The number of tours sold within China is believed to have increased between 30 and 40 per cent last year, making about 30 million travellers - in some measures that would make it the world's largest tour-package business.
Another indication of the size is the domestic travel fair held in Guangzhou in December when about 3000 travel companies promoted their services to 'buyers' - usually travel agencies.
Some statistics indicate the increase in exhibitors was as much as 80 per cent making it comparable with the world's largest travel exhibition - ITB in Berlin each March- which attracted 4605 exhibitors last year.
The Movenpick hotel in Beijing has struggled more than many hotels in the capital since June 1989 because of its location - close to the airport but away from the city.

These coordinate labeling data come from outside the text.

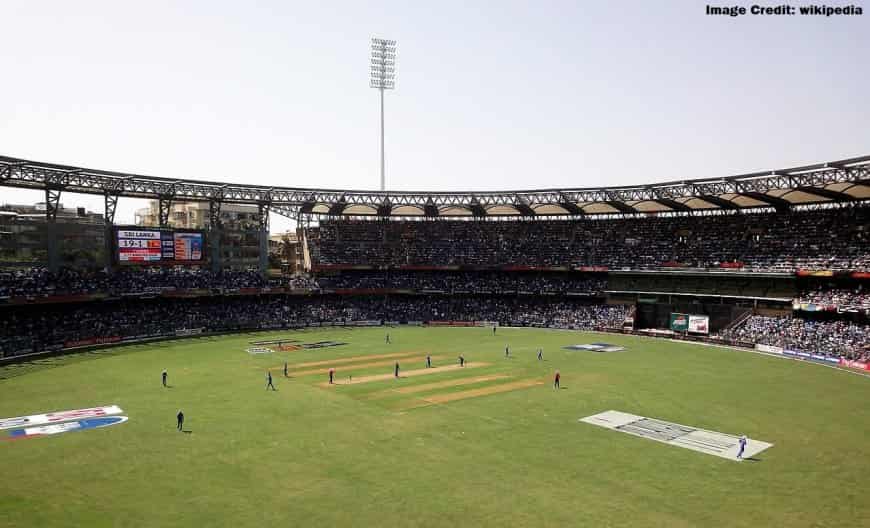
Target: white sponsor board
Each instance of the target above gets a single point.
(709, 442)
(58, 417)
(770, 349)
(699, 324)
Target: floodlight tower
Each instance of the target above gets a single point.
(383, 77)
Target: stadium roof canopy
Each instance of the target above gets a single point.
(823, 183)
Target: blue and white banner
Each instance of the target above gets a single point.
(58, 417)
(78, 425)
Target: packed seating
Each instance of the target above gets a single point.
(831, 338)
(837, 239)
(40, 282)
(465, 281)
(856, 299)
(34, 329)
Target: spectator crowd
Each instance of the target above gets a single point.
(855, 299)
(38, 328)
(832, 338)
(35, 282)
(837, 239)
(465, 282)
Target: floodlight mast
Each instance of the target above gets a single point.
(383, 77)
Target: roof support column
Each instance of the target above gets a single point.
(214, 235)
(111, 203)
(264, 237)
(164, 205)
(52, 204)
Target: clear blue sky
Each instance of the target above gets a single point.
(493, 95)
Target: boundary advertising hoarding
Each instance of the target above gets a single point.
(699, 324)
(679, 322)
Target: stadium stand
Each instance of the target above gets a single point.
(831, 338)
(31, 329)
(834, 239)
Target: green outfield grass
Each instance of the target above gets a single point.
(387, 453)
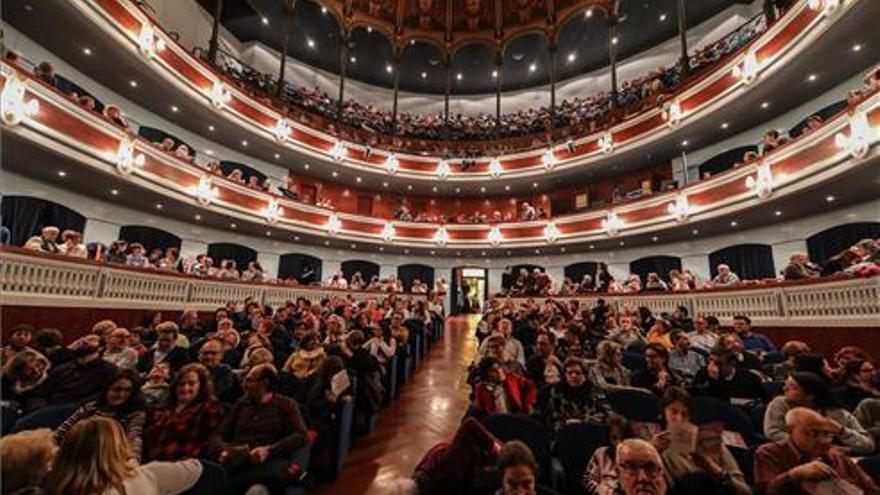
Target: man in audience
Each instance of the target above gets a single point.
(165, 350)
(805, 462)
(260, 433)
(639, 468)
(751, 340)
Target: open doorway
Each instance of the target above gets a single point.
(470, 289)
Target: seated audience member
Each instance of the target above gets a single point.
(710, 467)
(46, 242)
(165, 350)
(723, 378)
(27, 458)
(95, 458)
(570, 400)
(799, 267)
(49, 343)
(725, 277)
(187, 427)
(156, 391)
(260, 433)
(544, 368)
(608, 370)
(640, 469)
(226, 384)
(808, 390)
(857, 383)
(684, 361)
(499, 391)
(120, 401)
(601, 477)
(19, 340)
(118, 352)
(795, 465)
(82, 379)
(24, 379)
(752, 341)
(703, 337)
(656, 376)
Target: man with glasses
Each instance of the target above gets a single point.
(640, 469)
(805, 460)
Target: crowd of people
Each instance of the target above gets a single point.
(862, 259)
(197, 403)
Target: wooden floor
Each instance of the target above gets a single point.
(429, 410)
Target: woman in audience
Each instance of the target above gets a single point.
(600, 477)
(122, 401)
(803, 389)
(95, 459)
(695, 458)
(186, 428)
(27, 457)
(608, 371)
(570, 400)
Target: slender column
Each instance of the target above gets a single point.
(682, 33)
(214, 44)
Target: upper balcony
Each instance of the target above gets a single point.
(204, 99)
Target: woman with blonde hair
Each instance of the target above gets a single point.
(94, 459)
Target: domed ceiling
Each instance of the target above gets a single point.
(424, 34)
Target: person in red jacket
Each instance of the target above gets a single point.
(502, 392)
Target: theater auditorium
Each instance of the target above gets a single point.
(440, 247)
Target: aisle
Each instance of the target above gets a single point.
(429, 410)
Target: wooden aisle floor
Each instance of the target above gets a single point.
(429, 410)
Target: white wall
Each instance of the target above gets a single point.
(194, 26)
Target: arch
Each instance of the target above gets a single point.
(150, 237)
(368, 269)
(242, 255)
(823, 245)
(412, 271)
(25, 216)
(825, 114)
(725, 160)
(659, 264)
(305, 268)
(749, 261)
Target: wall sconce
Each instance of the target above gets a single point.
(762, 182)
(860, 137)
(281, 130)
(441, 236)
(392, 164)
(13, 106)
(443, 170)
(747, 71)
(495, 168)
(551, 233)
(272, 212)
(680, 209)
(205, 192)
(388, 232)
(149, 43)
(126, 158)
(495, 236)
(612, 224)
(220, 96)
(333, 224)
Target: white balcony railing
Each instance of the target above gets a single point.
(40, 280)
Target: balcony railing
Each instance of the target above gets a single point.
(33, 279)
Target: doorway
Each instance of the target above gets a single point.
(470, 289)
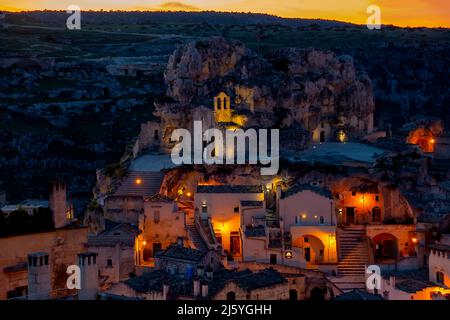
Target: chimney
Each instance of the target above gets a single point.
(200, 271)
(57, 203)
(89, 276)
(39, 282)
(205, 288)
(180, 242)
(196, 287)
(166, 288)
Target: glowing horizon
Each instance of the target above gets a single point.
(413, 13)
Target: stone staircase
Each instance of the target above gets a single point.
(353, 258)
(195, 238)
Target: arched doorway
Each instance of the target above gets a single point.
(293, 295)
(317, 294)
(231, 295)
(385, 246)
(313, 249)
(376, 214)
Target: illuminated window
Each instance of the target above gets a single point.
(156, 216)
(440, 277)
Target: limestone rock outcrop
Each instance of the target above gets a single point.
(316, 89)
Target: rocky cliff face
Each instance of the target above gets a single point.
(307, 87)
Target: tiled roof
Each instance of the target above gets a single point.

As business has improved in the city, so has it for the Movenpick, which now it hopes the opening of the airport-city expressway will mean more business travellers using the hotel.
The hotel also has a special corporate rate at US$55, and a frequent-guest programme. Contact Movenpick reservations, phone 815-3236. The Holiday Inn Lido in Beijing is also making changes. Half of its 1000 rooms are being renovated, and one floor of 80 rooms is being converted into an executive floor with lounge, check-in facilities and all the other trimmings Completion is due by April. Contact Holiday Inn reservations, phone 736-6855, or fax 735 2808.
And the last of the winter discounts. The Jianguo is running its winter package until the end of March. Cost is US$115 per room, breakfast, free use of fitness centre, and some other small extras. Contact Swiss-Belhotel, phone 522-7003, or fax 840-1644.
The number of visitors to the two main tourist parks in Shenzhen - Splendid China and China Folk Culture Villages - may have dropped in 1993.
The majority owners, China Travel Service in Hong Kong, has not released traffic figures, but financial totals indicate ticket sales could have dropped five per cent in the first half.
A new report of China's outbound market says there was a collapse in the market in 1993.
According to the 125-page China Outbound Travel report, regulations introduced in China in August reduced the number of travellers who were going overseas. Although many of these were nominally official business trips, the itineraries were primarily leisure based.
Most travel was to Hong Kong, Singapore, and Thailand. However, the report, Travel Business Analyst said that ''even with the slow down of this market since last summer, it is still sizeable. And, of course, it has tremendous potential''.
There also was a large increase is the three main destinations for travel from China - because of the spectacular growth in the first part of the year.
The number of travellers from China into Hong Kong grew 51 per cent in 1993, into Singapore about 170 per cent, and into Thailand 100 per cent.